We shouldn’t want every program to require a separate thread for the virtual thread scheduler, especially if there is no concurrency in the program anyway. My basic thinking is that as soon as there are multiple threads or virtual threads working with virtual threading suspension calls, that a dedicated thread for the virtual threading runloop should be created.
When blocking calls are done virtual-threading aware, and when no C stack to python callback has caused a virtual thread to be pinned to an OS thread, virtual threads should be free to move between threads. We’d need to be able to notice when C implementations call into python callbacks, so that we can mark a virtual thread as being pinned to the particular thread, and unmark it as pinned when the same callback completes. While pinned to a thread, even when suspended using a virtual-thread aware blocking API, no other virtual threads should be run on that OS thread in order to avoid undue contention.

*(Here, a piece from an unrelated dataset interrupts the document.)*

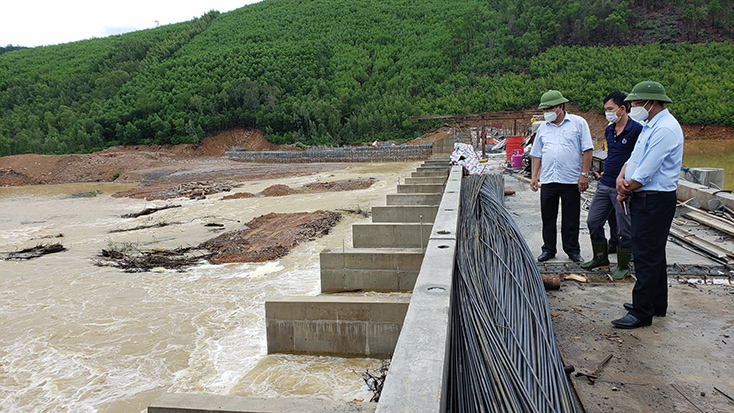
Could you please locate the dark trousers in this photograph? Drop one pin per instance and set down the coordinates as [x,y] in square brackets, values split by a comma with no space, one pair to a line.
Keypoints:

It would be great if we could offer a native C way to cooperate with virtual threading. I don’t know enough about implementation details to know what this would look like. Probably a bit of a song and dance to avoid the C stack in C extensions.
The virtual thread runloop would have some (handwave, handwave) algorithm for deciding when to re-use threads, wait for threads, or spin up new threads to handle these requirements of pinning and existing non-virtual-thread-aware APIs blocking. Maybe as simple as “if there’s no thread free, make some new threads”.

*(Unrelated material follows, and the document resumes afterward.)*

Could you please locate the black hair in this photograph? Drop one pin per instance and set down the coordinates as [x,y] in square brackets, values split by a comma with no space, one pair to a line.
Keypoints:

Virtual threads may not be for everyone, and that’s OK. People who prefer to rely on asyncio’s single-threading requirement should be free to do so. But I think that a virtual threading API gives Python some real opportunities to simplify the number of concepts that a beginner needs to learn in order to do concurrent and parallel work, and for much of the work that I do really hits the right middle ground for why I reach for Python instead of something that needs more semantic declaration, like Rust.
async/await isn’t bad. I think it’s very useful for writing state machines in a way that’s more approachable for many developers. If we ever figure out a good way to reasonably serialize async/await functions, that would be a killer feature, and one that virtual threads could not reasonably copy, afaict.